I get a lot of emails from men on testosterone replacement therapy (and/or HCG) that feel they have water retention (some with ankle swelling) and they are puzzled that their estradiol is low or below 35 micrograms/ml. They may have tried anastrozole treatment without any success in decreasing water retention.
This study was pointed out by a previous article written by Patrick Arnold.
“There is an enzyme that is localized primarily in the kidneys whose function is to protect the kidneys from circulating cortisol. The kidneys have receptors called mineralcorticoid receptors (MR’s) which are meant to bind to specific adrenal hormones (called mineralcorticoids) in the body such as aldosterone. The result of this binding is a signal to increase sodium and water retention in the body, while stimulating the excretion of potassium. This is an important mechanism to maintain fluid and electrolyte balance in the body.

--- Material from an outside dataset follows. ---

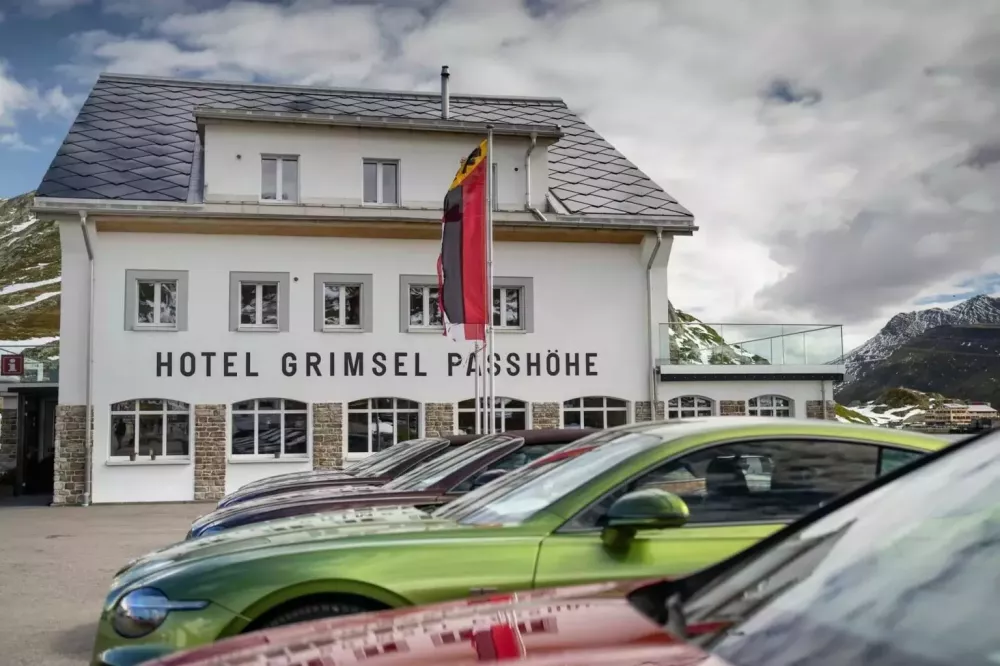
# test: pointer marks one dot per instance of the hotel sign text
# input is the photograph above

A problem exists though in that cortisol can also bind activate these receptors. Cortisol is a widely circulating hormone and serves a multitude of functions throughout the body. However its intended biological functions do not include mineralcorticoid action in the kidneys, so to prevent this from happening the kidneys are rich in the enzyme 11b-hydroxysteroid dehydrogenase 2 (11b-HSD2). This enzyme deactivates cortisol by converting it into cortisone before it can bind to the renal MRs.”
Testosterone and anabolic steroids have been shown to inhibit 11b-HSD2.

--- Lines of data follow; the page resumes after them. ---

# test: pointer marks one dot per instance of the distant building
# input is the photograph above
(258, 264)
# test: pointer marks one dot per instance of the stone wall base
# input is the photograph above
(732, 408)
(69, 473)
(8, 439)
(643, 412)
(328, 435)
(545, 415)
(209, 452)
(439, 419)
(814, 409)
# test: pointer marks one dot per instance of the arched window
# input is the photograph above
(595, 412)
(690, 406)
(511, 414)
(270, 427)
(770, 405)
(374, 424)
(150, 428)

Here’s how it works: throughout the course of the day, the adrenal gland releases the hormone cortisol, either due to normal circadian (daily) and ultradian (hourly) rhythms, or in reaction to stress. Cortisol is an important stress hormone, but many of its effects, while good in a fight-or-flight scenario, are bad over time in terms of diabetes and obesity: cortisol increases glucose production and release in the liver; increases appetite in anticipation of any necessary reaction to the stress-causing situation; and alters metabolic processing such that fat is preferentially stored in the central abdominal region. So, for diabetics, this means stored glucose directly increases blood sugar, new calories are ingested and increase both blood sugar and weight, and, to top it all off, the new weight tends to be the “bad,” visceral, disease-causing weight.

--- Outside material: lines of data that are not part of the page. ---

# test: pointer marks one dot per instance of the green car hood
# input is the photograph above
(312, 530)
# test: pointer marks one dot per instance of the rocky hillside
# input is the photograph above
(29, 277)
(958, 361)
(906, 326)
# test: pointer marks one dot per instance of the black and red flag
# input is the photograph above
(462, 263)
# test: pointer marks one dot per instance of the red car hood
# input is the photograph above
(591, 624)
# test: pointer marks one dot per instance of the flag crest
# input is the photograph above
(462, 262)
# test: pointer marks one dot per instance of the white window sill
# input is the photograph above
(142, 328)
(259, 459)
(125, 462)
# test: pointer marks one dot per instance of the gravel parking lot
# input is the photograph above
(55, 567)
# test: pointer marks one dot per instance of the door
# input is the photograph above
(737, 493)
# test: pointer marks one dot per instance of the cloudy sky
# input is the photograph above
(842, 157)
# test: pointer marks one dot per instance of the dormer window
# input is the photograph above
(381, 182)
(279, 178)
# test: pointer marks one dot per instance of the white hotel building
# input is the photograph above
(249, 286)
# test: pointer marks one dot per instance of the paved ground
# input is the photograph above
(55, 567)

There are a couple of therapeutically important pit-stops for cortisol throughout this process, though; the active hormone cortisol can be converted in the kidney, colon, and some other tissues into the inactive molecule cortisone. The enzyme 11β-HSD2 aids this conversion, and allows cortisol to be stored out of the bloodstream.
Inhibiting 11b-HSD 2 can cause glucocorticoid-mediated MR activation, potassium excretion, sodium and water retention, and increased blood pressure.